Page MenuHomePhabricator

Add ORES article quality predictions to the WDQS
Closed, DuplicatePublic

Description

From @Spinster

We have started (experimentally) tracking content progress of the Dutch (multilingual) WikiProject [https://nl.wikipedia.org/wiki/Wikipedia:Wikiproject/Wiki_goes_Caribbean Wiki goes Caribbean] via Wikidata. Can ORES article quality for supported Wikipedia languages be added to this process of assessment, and if so, what would be the best way to get there?
Topics related to the WikiProject are (manually) tracked via a Wikidata P5008 statement (query: https://w.wiki/WJW )
Do note: this set of topics is dynamic - Wikidata items can be added or removed as the project progresses
We've started (experimentally) tracking coverage of these topics on various relevant Wikipedias and on Commons, see [https://docs.google.com/spreadsheets/d/1c_RYfqwPGuRiO2MJ38iO5_Ibg6c2MzfasbjnrfBdY6A/edit#gid=0 this spreadsheet] which is used for measuring coverage progress over time on nlwiki, enwiki, papwiki, eswiki and Commons.
Question: can average ORES article quality for these topics on (at least) English Wikipedia, and later also Dutch Wikipedia, be included in measurements as well?
Would this produce 'meaningful' numbers/scores that are 'legible'/'interpretable' by laypeople (with some explanation if needed) and indeed indicate general quality development over time?
If so, are there already (non-coder friendly) tools with which relevant ORES article quality scores can be retrieved for a given set of Wikidata items / a Wikidata query / a set of Wikipedia articles?
If not, does it make sense to e.g. submit a feature request for tools like PetScan to provide ORES article quality scores as output?
All other tips and input very welcome.

Related Objects

Event Timeline

Restricted Application added a subscriber: Aklapper. · View Herald Transcript

We already store article quality predictions in the ores_classification table on the wikis where we have support.

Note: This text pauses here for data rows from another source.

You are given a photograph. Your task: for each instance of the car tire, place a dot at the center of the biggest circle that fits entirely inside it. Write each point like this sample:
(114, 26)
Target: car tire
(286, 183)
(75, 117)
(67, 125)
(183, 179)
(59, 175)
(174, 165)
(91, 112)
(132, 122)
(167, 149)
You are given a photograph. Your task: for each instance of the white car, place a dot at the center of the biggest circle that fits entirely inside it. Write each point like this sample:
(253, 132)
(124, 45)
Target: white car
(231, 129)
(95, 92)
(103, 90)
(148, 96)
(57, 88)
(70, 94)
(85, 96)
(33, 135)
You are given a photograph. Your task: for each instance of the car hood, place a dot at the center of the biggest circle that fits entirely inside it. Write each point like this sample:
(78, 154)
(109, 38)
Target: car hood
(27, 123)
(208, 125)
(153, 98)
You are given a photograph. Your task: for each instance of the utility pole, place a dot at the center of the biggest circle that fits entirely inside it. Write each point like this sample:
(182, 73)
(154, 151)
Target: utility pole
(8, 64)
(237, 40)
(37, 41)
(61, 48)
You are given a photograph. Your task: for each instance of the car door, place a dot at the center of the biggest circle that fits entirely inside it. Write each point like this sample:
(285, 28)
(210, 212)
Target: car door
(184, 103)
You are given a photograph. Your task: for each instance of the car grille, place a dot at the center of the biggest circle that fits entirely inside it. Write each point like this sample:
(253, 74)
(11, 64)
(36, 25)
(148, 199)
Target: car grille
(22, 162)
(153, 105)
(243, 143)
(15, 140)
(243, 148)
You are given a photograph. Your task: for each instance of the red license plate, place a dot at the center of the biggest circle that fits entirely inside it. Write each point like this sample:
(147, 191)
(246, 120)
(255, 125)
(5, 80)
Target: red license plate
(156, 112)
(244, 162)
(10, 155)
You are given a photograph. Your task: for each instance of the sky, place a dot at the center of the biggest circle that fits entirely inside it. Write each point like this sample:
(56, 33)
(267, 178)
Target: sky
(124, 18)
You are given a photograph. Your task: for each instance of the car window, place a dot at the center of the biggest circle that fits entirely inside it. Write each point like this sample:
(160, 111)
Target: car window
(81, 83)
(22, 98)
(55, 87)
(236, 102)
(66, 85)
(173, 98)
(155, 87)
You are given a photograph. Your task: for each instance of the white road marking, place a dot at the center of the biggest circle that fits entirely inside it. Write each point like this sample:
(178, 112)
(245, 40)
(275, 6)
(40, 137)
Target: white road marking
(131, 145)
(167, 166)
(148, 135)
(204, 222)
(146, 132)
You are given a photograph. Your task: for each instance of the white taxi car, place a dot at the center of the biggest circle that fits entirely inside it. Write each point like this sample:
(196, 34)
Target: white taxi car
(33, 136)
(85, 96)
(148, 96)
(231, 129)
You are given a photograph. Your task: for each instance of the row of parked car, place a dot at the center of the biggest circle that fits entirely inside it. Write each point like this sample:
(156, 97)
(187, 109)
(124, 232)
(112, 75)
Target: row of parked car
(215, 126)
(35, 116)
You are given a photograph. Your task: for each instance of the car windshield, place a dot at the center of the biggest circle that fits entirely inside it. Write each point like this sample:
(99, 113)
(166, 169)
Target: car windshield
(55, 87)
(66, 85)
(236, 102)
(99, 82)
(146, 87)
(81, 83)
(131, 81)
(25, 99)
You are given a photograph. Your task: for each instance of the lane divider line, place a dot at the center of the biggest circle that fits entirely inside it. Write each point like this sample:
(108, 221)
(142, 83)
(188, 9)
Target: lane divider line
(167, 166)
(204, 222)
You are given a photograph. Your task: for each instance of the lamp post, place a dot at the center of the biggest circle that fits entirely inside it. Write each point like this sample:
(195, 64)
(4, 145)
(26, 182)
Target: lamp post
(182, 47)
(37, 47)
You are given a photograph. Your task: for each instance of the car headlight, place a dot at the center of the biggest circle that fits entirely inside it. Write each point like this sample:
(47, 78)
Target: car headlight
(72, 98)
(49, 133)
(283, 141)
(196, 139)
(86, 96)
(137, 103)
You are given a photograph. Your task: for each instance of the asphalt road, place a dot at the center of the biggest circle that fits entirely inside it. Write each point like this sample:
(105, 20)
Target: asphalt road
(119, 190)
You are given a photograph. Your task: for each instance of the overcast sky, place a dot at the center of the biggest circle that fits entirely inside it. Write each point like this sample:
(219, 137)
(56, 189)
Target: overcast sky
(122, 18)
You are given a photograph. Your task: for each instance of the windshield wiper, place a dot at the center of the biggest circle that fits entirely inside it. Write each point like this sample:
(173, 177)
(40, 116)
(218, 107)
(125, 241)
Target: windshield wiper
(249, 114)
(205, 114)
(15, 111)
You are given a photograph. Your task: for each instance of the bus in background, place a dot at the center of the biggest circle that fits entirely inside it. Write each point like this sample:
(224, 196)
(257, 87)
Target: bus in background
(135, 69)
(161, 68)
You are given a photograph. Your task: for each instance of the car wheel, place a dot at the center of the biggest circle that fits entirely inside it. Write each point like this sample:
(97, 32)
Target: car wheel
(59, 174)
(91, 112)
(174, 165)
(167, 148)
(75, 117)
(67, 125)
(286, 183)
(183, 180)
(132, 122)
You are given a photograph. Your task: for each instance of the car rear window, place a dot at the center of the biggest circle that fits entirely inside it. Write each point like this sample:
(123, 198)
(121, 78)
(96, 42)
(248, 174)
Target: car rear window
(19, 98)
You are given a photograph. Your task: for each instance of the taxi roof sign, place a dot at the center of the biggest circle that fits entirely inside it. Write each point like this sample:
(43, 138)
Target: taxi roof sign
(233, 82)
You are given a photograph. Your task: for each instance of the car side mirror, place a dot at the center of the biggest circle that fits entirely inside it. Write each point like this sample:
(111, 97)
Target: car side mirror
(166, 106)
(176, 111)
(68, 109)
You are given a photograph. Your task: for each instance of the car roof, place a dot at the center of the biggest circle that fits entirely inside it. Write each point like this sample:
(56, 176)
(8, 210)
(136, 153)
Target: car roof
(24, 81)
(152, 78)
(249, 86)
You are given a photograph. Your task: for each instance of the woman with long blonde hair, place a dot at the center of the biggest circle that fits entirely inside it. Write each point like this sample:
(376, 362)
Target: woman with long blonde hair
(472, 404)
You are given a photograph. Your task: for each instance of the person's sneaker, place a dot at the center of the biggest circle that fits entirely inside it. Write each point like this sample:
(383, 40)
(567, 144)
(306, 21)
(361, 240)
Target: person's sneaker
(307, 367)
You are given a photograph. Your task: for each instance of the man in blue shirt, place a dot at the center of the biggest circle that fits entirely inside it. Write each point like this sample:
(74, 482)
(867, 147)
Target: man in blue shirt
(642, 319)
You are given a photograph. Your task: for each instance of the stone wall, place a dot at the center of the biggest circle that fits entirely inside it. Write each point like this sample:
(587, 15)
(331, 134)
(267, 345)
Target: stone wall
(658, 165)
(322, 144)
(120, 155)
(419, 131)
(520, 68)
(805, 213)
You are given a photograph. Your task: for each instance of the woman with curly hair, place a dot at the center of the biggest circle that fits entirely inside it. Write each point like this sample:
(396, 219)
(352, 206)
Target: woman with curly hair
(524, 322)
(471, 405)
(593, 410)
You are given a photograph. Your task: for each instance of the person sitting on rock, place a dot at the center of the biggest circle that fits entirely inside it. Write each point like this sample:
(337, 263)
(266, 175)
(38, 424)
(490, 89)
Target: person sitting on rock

We store some prediction in Elastic Search related to topic (see the "articletopic:foo" keyword). I'm not sure about how much Elastic Search and WDQS infra overlap, but that might be relevant.

Spinster removed a subscriber: SandraF_WMF.
Spinster subscribed.
dcausse subscribed.

As we try to split the graph as much as we can I think the proper approach to this would be store this data into a dedicated graph exposed through its own sparql endpoint and connected to wdqs through sparql federation.
This is not something the Search Team may have time to work on in the near term so if someone has the bandwidth to setup such endpoint we'd be happy to update the federation endpoinds whitelist with such service.